Ferguson no hizo preguntas. No dijo palabra. No quería saber. En lo que le atañía, la pasada velada no había tenido lugar. Fue todo un sueño, una alucinación. No podía ser otra cosa. La gente no cambia de forma, no se vuelve animal. No es algo que ocurra.

Ninguno de los dos dijo nada en el camino hacia el embarcadero. David parecía contento de no mencionar el asunto. Se lo veía aturdido. A Ferguson le pareció casi frágil. Quebrantado. Tenía dos grandes cardenales en la sien y parecía dolorido. David abordó su nave y puso en marcha el motor fueraborda.

—¿Me harás llegar un informe y la cuenta por tus honorarios? —le preguntó Ferguson.

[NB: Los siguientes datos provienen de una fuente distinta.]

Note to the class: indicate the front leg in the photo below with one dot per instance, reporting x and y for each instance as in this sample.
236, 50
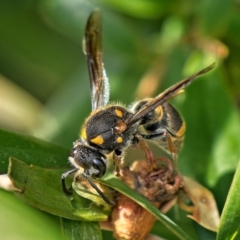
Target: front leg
117, 158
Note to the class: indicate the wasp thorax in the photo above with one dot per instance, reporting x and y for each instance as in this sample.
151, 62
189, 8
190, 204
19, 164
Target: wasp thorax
106, 129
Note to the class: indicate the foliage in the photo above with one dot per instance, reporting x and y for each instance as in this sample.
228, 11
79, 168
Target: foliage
148, 45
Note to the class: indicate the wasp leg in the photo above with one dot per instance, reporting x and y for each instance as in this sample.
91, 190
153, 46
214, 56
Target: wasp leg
64, 176
168, 141
87, 175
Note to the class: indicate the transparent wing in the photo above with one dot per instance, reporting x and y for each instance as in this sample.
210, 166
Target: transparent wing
165, 96
92, 48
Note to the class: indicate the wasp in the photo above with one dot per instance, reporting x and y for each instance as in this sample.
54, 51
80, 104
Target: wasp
113, 128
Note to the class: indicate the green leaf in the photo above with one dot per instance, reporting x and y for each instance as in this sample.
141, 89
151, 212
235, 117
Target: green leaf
115, 183
76, 230
20, 221
30, 150
42, 189
229, 228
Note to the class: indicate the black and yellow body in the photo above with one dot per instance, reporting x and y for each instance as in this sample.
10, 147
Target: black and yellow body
106, 129
114, 128
163, 121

David lo miró y asintió con una ligera cabezada mientras maniobraba su embarcación para hacerla salir a la bahía.

Ferguson soltó las amarras de su hidroavión antes de abordarlo. Encendió el motor y, mientras la hélice comenzaba a girar, tomó todo lo ocurrido esos dos días y lo sepultó en su mente. De todos modos, supuso que alguna que otra vez se preguntaría qué habría pasado. ¿Qué le había sucedido a David Livingstone? Era un buen tipo, pero ¿qué demonios le había pasado? En cualquier caso, nunca lo sabría.

El agua era lisa e informe como un lago. Ferguson accionó la palanca y la aeronave fue tomando velocidad hasta despegar. Miró hacia abajo y vio que la embarcación de David ponía rumbo al norte. Cuando Ferguson volvió la vista a lo que tenía por delante, ya había expulsado todo el episodio de su mente. Sólo pensaba en darse una ducha, tomarse una cerveza, comerse un cuenco de chile. Tres cosas que había experimentado antes y que podía entender con facilidad.